ジャズと私/手作りフェス 全国に電名

 境港市観光協会会長 枡田 知身

 ジャズを愛好して、早いもので、もう半世紀を超えた。聴き続けてきて、飽きることがなかった。今でも暗闇の寝床の中で、CDをかけっ放しにして眠ることが多い。安らかに眠れる。身体の中に、ジャズ音楽が染み込んでくる、とでも言おうか。よく、ジャズは難解であるとか、中には音がうるさいという人もいるが、私にとっては、「癒やされる」音楽以外の何物でもない。他の音楽ではこうはいかない。

 そして聴くだけでなく、ジャズプロモーターの三根博昭氏と昵懇(じっこん)になって以来、ジャズライブをたくさん請けた。最初は、1999年、日野皓正カルテットであった。その後、寺井尚子、秋吉敏子、鈴木良雄、佐山雅弘、TOKU、近藤房之助、大坂昌彦、川嶋哲郎、ケイコ・リー、多田誠司、小沼ようすけ、秋田慎治など2年間で10回程度公演を請けた。

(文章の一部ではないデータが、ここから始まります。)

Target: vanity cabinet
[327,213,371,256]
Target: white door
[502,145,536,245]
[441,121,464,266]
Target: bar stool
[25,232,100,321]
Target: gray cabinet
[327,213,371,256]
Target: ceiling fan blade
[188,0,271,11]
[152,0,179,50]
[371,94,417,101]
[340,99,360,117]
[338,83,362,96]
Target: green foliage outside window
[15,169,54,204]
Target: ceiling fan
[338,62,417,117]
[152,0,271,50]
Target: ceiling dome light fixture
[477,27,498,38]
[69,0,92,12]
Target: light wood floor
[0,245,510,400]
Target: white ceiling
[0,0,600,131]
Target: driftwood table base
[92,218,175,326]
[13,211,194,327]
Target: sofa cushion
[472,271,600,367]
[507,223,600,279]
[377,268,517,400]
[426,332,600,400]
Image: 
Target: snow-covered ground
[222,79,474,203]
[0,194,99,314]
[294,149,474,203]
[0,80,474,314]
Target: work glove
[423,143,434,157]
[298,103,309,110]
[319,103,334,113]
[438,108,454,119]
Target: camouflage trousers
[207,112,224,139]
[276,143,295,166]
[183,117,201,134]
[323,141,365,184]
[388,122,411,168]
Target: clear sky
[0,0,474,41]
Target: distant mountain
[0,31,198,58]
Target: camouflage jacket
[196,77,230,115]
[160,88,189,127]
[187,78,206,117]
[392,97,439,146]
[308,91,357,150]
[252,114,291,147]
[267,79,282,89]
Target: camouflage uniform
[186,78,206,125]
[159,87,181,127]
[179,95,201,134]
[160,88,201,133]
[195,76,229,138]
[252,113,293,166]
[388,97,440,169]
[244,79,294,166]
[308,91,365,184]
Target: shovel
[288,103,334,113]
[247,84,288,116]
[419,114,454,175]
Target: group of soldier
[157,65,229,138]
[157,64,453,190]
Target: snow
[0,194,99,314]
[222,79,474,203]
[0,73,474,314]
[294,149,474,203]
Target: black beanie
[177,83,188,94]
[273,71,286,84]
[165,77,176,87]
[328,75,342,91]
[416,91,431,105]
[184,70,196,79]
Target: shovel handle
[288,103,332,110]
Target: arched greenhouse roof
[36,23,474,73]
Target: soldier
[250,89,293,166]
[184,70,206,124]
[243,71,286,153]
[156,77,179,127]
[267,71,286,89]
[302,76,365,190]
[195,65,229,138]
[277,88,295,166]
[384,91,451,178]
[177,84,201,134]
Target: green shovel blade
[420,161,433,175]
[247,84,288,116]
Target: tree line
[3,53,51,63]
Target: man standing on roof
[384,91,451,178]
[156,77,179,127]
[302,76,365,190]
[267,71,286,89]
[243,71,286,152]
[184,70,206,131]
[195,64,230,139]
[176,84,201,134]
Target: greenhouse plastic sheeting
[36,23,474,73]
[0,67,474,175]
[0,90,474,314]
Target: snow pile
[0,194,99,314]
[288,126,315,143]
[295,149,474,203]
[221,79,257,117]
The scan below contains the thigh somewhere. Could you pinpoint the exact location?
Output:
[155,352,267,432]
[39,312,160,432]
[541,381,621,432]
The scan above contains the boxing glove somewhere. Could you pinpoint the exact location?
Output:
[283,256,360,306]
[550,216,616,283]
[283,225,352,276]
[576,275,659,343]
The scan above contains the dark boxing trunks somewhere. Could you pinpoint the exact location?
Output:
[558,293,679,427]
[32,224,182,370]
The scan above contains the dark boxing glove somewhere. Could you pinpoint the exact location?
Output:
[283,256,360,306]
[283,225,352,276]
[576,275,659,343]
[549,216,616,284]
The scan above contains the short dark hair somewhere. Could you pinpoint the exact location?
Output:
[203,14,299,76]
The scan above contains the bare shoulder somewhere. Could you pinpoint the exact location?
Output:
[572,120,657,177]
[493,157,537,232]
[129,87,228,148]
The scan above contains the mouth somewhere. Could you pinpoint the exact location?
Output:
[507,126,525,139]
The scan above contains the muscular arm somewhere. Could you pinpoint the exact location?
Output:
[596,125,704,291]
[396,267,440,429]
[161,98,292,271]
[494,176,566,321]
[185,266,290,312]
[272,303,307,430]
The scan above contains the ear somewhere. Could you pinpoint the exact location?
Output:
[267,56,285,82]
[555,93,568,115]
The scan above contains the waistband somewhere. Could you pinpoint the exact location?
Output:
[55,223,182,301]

 生演奏を聴き、さらに打ち上げで会食したり、カラオケを歌ったり、プレーヤーと交流する中で、ジャズの魅力にどっぷりと浸かり、抜け出られなくなっていった。

 そして2002年、境港海陸運送の卒業を機に集大成の意味を込めて、野外ライブ「境港妖怪ジャズフェスティバル」の立ち上げを企画した。すべてが初めての経験で、さまざまなハードルがあったが、向こう見ずな「やや強引な手法」で実現させた。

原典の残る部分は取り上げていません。